Weekender

Al abrir la puerta de mi casa hace unos minutos se acabó el fin de semana y empezó a llover. No sin antes caerme encima el blues de domingo, aunque ya un poco despintado. Tal vez porque la pasé bien. Este fin sentí que viví mi pueblo como no lo había hecho en mucho tiempo. O más bien, como no había hecho antes. Viví mi casa y a la gente que se pasó por aquí con mucha confianza para recoger cosas, comer migajas de pastel y aprender a hacer cocteles. Viví la montaña -tan clásico de los avecindados a este pueblo el vivir en la montaña- y el fin de semana entero y a gusto con todas sus cosas. Hasta la sensación de que más que acabarse la semana se acaba el verano y empieza a acabarse el año.
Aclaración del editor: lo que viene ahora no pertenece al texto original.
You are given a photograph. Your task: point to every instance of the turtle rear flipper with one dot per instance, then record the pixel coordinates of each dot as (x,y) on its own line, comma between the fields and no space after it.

Si pudiera, tocaría en la armónica algo sobre los domingos y mi típico rush de tristeza. O sobre el fin del verano y las peras del huerto de Claudia. Pero ahora que lo pienso no sé ni dónde está la armónica, ni dónde está la emoción por aprender a tocarla, que no me duró nada. Apenas sirvió para hacer reír a un par de incautos en horas de oficina.
Ya tendrán, ambas cosas, que aparecer por ahí.